Why have works that were on permanent display been included?
Four works previously on permanent display have been included in the list. Although two of these in particular (‘Seagulls and Sapphire Seas’ and ‘the Somnambulist’) have been extremely popular fixtures in the main gallery, it was decided to not exclude them as they fall outside the core collection criteria laid out above and they have the highest values of all the works on the list.
The alternative would have been to sell far more works of lesser value. For example, the alternative to selling ‘Seagulls and Sapphire Seas’ could be to sell up to 20 other works.
On balance it was considered that to take this course, assuming that it was possible to identify this many further works within the collections, would have caused more damage to the strength and integrity of the Bolton collections. In particular it would have made it far more difficult to protect the British sculpture collection which is a particular strength.
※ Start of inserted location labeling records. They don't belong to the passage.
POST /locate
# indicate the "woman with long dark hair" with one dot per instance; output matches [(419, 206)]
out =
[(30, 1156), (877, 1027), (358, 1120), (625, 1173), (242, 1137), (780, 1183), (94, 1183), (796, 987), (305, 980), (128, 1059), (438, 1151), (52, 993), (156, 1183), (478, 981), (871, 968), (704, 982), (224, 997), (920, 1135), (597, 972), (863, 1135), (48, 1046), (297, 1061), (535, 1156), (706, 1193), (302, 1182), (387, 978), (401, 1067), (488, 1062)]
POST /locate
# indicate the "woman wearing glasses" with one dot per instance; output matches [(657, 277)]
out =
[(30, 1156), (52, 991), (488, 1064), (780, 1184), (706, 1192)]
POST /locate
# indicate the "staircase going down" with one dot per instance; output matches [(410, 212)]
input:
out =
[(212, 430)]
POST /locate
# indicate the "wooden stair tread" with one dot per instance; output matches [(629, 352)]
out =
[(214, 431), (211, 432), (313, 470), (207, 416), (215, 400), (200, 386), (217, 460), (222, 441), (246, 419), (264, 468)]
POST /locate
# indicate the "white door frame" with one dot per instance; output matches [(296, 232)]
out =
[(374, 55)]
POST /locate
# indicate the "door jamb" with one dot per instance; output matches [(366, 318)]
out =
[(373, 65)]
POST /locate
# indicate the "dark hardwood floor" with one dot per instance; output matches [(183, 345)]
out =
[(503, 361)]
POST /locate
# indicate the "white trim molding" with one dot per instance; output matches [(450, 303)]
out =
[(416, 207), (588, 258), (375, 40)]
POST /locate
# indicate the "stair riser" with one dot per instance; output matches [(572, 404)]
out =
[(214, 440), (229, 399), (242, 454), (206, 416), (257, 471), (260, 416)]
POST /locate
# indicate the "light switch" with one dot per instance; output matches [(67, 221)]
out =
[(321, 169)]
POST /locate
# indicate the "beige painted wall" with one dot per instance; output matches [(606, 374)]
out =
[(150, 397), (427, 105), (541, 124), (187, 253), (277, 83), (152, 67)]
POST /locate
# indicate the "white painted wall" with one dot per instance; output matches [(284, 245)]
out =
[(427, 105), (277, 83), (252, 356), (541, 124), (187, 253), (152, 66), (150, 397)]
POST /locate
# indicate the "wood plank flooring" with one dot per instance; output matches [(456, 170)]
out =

How do the works being sold relate to the rest of the collection?
- 2 oil paintings are ‘old masters’. Bolton retains a small number of other Continental works that date to before 1800.
- 8 works are oil paintings or drawings by British artists dating to between 1800 and 1890. The collection retains representative examples of other works by British artists from this period.
- 12 works are oil landscapes or portraits (human and animal) by British artists dating to between the 1890s and 1930s. These were mainly bought as contemporary work directly from the artists or their dealers, often following exhibitions held at Bolton’s former art gallery. The collection retains representative examples of other works by British artists from this period acquired by this and other methods.
- The oil paintings and drawings acquired in the 1950s were purchased specifically for the new Le Mans Crescent Gallery. Other works that were purchased for this reason using grant funding are retained.
- 11 works are English watercolours dating between the 1810s and 1930s. Of the 10 artists represented, 8 have other works in Bolton’s watercolour collection.
- 4 of the watercolours are from the H. Fraser Johnston collection, a varying collection of over 100 works purchased by Bolton in 1947 as a founding collection of English watercolours. The remainder were purchased between the 1950s and 1970s to add to this collection. A number of other English watercolours acquired during this period by other methods have been retained.
- 2 works are prints by a Continental artist purchased in the 1960s. These are an anomaly alongside Bolton’s extremely strong British print collection.
How was this decision reached?
- The process for choosing the works was discussed with both the Museums Association and the MLA.
- The policy was considered and approved at meetings of the Council Executive in October and November 2010.
- In keeping with the agreed disposal process used by the service up to this point as part of an ongoing collections rationalisation process, the list of works has been approved using the delegated powers of the Executive Member for Adult Services and the Council Leader.